JAKARTA – Industri fintech lending di Indonesia mengalami tantangan besar sepanjang 2024. Penurunan outstanding pinjaman di sektor fintech peer-to-peer (P2P) lending hingga industri keuangan non-bank (IKNB) dan koperasi menimbulkan kekhawatiran bagi pelaku industri serta regulator. 
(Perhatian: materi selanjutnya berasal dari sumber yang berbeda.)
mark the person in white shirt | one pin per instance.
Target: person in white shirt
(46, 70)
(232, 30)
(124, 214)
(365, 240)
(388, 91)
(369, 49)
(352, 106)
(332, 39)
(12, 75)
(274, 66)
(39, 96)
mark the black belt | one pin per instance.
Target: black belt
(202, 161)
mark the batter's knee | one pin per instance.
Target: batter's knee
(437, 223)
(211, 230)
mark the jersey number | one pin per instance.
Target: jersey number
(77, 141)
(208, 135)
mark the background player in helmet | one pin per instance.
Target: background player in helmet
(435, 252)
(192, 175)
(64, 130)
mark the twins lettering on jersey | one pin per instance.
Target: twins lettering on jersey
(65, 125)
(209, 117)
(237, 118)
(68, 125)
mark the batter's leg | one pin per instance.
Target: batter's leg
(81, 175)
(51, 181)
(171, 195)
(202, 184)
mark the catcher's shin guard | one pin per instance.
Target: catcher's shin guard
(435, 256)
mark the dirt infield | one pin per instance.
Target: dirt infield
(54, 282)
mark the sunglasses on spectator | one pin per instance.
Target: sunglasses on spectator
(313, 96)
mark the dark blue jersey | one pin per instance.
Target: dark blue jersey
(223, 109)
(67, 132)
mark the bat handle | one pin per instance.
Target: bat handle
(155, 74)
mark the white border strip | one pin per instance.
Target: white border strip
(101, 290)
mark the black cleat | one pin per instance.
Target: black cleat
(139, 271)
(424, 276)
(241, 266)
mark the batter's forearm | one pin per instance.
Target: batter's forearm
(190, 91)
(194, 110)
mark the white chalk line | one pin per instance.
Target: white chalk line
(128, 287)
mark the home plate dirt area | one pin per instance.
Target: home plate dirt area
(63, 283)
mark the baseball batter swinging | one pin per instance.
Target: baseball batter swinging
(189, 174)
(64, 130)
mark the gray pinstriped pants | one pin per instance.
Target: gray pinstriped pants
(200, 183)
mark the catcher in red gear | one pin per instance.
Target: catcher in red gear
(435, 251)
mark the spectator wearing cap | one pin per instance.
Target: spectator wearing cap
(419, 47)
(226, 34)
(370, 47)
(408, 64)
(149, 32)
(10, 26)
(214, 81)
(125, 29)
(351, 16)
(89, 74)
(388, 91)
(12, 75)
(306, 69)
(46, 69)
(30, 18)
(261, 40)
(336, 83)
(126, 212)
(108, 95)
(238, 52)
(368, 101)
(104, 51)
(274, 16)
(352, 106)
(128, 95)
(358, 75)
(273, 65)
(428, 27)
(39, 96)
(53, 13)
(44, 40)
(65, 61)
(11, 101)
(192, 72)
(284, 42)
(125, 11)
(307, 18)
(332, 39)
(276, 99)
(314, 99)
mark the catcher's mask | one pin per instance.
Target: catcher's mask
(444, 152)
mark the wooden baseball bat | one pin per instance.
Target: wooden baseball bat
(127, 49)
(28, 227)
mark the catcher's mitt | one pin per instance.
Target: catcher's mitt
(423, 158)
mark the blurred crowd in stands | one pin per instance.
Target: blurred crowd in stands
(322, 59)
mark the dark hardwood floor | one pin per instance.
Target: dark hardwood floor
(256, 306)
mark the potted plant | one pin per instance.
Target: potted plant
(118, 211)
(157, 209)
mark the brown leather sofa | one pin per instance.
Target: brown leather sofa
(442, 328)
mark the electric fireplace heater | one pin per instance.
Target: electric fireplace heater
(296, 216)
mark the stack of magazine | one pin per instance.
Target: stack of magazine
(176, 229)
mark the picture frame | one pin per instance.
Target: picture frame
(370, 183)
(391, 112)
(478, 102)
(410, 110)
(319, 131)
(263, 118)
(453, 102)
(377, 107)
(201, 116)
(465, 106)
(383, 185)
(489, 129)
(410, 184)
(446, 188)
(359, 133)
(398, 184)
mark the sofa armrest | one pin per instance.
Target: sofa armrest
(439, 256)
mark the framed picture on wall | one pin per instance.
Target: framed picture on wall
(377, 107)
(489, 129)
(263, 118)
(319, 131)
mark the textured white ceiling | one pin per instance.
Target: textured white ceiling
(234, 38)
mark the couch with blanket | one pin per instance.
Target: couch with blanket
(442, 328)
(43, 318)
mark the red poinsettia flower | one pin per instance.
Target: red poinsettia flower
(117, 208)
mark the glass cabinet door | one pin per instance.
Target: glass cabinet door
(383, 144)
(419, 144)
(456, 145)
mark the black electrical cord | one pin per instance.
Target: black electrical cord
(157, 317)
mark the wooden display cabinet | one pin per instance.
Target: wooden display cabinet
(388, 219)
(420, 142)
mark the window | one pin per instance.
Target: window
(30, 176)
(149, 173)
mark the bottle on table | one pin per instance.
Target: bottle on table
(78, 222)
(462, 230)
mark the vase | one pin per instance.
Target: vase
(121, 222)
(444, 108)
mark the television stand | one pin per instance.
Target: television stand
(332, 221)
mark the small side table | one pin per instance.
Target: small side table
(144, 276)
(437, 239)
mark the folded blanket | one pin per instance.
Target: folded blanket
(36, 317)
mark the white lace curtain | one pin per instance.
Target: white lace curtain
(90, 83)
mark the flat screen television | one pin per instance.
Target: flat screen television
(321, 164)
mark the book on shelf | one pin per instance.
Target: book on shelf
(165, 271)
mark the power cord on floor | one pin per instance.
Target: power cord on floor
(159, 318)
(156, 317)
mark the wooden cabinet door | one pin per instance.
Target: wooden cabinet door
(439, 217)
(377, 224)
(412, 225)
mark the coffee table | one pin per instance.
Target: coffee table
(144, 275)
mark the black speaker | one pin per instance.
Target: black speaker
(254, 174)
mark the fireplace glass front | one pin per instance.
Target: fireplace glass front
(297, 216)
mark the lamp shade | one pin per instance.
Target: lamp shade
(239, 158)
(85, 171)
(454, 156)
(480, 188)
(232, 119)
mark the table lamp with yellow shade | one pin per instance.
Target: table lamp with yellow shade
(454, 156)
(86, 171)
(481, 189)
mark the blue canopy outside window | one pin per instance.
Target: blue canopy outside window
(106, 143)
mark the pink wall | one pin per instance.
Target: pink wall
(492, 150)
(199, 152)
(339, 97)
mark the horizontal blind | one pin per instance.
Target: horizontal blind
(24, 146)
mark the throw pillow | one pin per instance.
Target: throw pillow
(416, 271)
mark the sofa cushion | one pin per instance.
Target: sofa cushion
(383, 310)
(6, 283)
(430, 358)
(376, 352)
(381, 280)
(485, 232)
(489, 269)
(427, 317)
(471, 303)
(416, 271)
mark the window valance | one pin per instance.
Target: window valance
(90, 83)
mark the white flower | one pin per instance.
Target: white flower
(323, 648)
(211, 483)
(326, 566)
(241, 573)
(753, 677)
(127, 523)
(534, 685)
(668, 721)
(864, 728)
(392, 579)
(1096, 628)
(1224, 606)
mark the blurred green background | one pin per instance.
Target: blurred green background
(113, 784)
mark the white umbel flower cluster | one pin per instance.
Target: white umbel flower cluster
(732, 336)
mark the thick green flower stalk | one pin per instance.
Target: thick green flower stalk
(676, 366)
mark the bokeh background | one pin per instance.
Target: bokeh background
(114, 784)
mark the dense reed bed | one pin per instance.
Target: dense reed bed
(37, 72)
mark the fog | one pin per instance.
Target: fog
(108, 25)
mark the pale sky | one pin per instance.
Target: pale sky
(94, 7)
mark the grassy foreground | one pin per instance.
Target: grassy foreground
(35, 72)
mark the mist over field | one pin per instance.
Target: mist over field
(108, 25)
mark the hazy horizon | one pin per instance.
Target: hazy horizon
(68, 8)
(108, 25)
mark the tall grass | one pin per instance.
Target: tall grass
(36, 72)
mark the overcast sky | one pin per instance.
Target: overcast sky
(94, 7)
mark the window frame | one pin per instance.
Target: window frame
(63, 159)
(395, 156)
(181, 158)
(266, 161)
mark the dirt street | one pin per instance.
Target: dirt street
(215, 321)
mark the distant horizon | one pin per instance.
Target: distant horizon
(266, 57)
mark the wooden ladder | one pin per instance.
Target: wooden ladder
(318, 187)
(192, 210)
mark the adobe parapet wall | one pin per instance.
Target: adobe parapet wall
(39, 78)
Berdasarkan data Otoritas Jasa Keuangan (OJK), terjadi penurunan outstanding pinjaman perorangan dan IKNB sejak Januari hingga Agustus 2024. Outstanding pinjaman perorangan misalnya, mencatat kontraksi sebesar 14,23% year-to-date (ytd) dari Rp6,10 triliun di Januari menjadi Rp5,24 triliun pada Agustus 2024.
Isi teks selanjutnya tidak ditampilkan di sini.